26 Clustering
Last time, we began our journey into unsupervised learning by discussing Principal Component Analysis (PCA).
In this lecture, we will explore another very popular unsupervised learning concept: clustering. Clustering allows us to “group” similar datapoints together without being given labels of what “class” or where each point explicitly comes from. We will discuss two clustering algorithms: K-Means clustering and hierarchical agglomerative clustering, and we’ll examine the assumptions, strengths, and drawbacks of each one.
26.1 Review: Taxonomy of Machine Learning
26.1.1 Supervised Learning
In supervised learning, our goal is to create a function that maps inputs to outputs. Each model is learned from example input/output pairs (training set), validated using input/output pairs, and eventually tested on more input/output pairs. Each pair consists of:
- Input vector (features)
- Output value (label)
In regression, our output value is quantitative, and in classification, our output value is categorical.
26.1.2 Unsupervised Learning
In unsupervised learning, our goal is to identify patterns in unlabeled data. In this type of learning, we do not have input/output pairs. Sometimes, we may have labels but choose to ignore them (e.g. PCA on labeled data). Instead, we are more interested in the inherent structure of the data we have rather than trying to simply predict a label using that structure of data. For example, if we are interested in dimensionality reduction, we can use PCA to reduce our data to a lower dimension.
Now, let’s consider a new problem: clustering.
26.1.3 Clustering Examples
26.1.3.1 Example 1 - Image Compression with Clustering
Clustering can be used for image compression. Why? Digital images consume significant storage and bandwidth, so reducing the number of colors simplifies images while retaining their visual appeal.
- Clustering can group similar colors (pixels) in an image into clusters.
- Each cluster represents a color centroid (mean color of the group).
- Replace each pixel in the image with the color of its cluster centroid, reducing the number of unique colors.
In the example below, notice that using more clusters will make the compressed image look more similar to the original image, while using fewer clusters will look more like a silhouette of the image. Finding a good balance can help resemble the original image while storing less information.

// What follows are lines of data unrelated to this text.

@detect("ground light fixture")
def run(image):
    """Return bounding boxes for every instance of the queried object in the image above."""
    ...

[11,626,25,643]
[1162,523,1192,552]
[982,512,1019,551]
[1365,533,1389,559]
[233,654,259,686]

Image compression can also be done using other techniques including transform-based, prediction-based, and deep learning-based methods.
26.1.3.3 Example 3 - Clustering in Climate Sciences
Clustering in climate science helps to identify patterns in large, complex datasets and provide insights into global and regional climate trends. Some examples include :
- Climate zone identification
- Weather pattern analysis
- Environmental monitoring
In this example, we grouped regions based on average temperatures to understand climate zones.

26.2 Taxonomy of Clustering Approaches

There are many types of clustering algorithms, and they all have strengths, inherent weaknesses, and different use cases. There are two main groups of clustering algorithms we will focus on: Agglomerative approaches to clustering, and Partitional approaches to clustering.
We will first focus on a partitional approach: K-Means clustering.
26.3 K-Means Clustering
The most popular clustering approach is K-Means. The algorithm itself entails the following:
Pick an arbitrary \(k\), and randomly place \(k\) “centers”, each a different color.
Repeat until convergence:
- Color points according to the closest center (also called centroids).
- Move the center for each color to the center of points with that color.
Consider the following data with an arbitrary \(k = 2\) and randomly placed “centers” denoted by the different colors (blue, orange):

Now, we will follow the rest of the algorithm. First, let us color each point according to the closest center:

Next, we will move the center for each color to the center of points with that color. Notice how the centers are generally well-centered amongst the data that shares its color.

Assume this process (re-color and re-set centers) repeats for a few more iterations. We eventually reach this state.

After this iteration, the center stays still and does not move at all. Thus, we have converged, and the clustering is complete!
26.4 Minimizing Inertia
Consider the following example where \(K = 4\):

Due to the randomness of where the \(K\) centers initialize/start, you will get a different output/clustering every time you run K-Means. Consider three possible K-Means outputs; the algorithm has converged, and the colors denote the final cluster they are clustered as.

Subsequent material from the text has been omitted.